Gelatin is obtained from processed bones, skin and tissue of pigs, cattle and other animals. On the other hand, cellulose capsules are of synthetic origin. Interestingly, cellulose capsules are not used for allopathic medicines but only for nutraceuticals and herbal medicines. At present, they form less than 2% of the total production of capsules.
According to the Indian Drugs Manufacturing Association, the consumption of gelatin capsules in India is about 120 billion a year, compared with just 2 billion cellulose capsules.
According to the committee, commerce ministry representatives too have rejected the proposal, citing adverse impact on exports.

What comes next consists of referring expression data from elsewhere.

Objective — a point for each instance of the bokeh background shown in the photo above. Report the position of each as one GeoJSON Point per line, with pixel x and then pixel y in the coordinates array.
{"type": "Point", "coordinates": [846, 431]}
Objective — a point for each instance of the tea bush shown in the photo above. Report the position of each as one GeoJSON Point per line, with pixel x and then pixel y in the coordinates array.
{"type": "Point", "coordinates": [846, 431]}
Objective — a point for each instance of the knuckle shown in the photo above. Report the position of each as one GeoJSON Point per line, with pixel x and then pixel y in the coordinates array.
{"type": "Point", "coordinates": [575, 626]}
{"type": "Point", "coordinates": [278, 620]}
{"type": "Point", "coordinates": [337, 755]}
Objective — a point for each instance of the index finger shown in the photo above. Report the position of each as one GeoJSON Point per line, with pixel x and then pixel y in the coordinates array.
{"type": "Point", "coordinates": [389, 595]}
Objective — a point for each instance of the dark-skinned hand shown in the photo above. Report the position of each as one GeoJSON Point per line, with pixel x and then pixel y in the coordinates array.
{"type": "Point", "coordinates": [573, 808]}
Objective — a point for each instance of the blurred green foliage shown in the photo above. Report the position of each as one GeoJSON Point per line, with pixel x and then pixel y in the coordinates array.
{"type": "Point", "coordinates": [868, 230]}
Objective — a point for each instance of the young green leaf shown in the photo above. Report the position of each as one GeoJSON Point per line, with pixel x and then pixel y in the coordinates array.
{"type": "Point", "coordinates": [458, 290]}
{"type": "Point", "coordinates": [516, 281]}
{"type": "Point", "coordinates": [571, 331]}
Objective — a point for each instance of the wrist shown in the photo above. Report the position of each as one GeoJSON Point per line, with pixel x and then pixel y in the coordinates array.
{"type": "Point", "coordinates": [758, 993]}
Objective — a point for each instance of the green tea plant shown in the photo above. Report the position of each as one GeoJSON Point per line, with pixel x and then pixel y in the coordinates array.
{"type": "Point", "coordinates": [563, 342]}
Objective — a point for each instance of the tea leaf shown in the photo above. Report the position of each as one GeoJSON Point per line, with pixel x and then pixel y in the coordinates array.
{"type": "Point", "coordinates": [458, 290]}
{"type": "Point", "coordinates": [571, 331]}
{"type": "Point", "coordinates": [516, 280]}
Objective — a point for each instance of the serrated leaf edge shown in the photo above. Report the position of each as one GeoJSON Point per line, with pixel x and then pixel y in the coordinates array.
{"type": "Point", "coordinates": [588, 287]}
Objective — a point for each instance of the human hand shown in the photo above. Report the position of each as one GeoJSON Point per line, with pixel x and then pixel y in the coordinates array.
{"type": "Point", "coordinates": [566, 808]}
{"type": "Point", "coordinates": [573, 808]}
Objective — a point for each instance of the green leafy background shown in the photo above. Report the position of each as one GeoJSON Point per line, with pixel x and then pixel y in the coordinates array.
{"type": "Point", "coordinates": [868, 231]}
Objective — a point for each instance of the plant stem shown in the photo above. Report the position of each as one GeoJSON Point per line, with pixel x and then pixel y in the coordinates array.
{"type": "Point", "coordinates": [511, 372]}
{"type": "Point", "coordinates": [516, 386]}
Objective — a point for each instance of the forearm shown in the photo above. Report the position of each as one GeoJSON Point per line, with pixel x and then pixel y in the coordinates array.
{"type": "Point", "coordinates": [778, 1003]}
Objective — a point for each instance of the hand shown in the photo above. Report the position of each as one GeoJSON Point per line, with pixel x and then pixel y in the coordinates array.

“It will affect the exports markets as it will require re-registration of their cellulose capsule-based products in exporting countries which may take considerable time of few years,” it said.
However, the committee said if a manufacturer or another entity wants to develop and launch any product in cellulose-based capsules, it is free to do so. “Further efforts for the development of technology of manufacturing cellulose capsules may be encouraged,” it said.
Earlier in 2016, the government’s top advisory board on drugs, the Drugs Technical Advisory Board, had disagreed with a proposal to mark vegetarian capsule packs with a green dot. Also, the Supreme Court had ruled in 2013 that it was not desirable to label lifesaving drugs as vegetarian or non-vegetarian, adding that it should be left to the doctors to decide what was appropriate for a patient.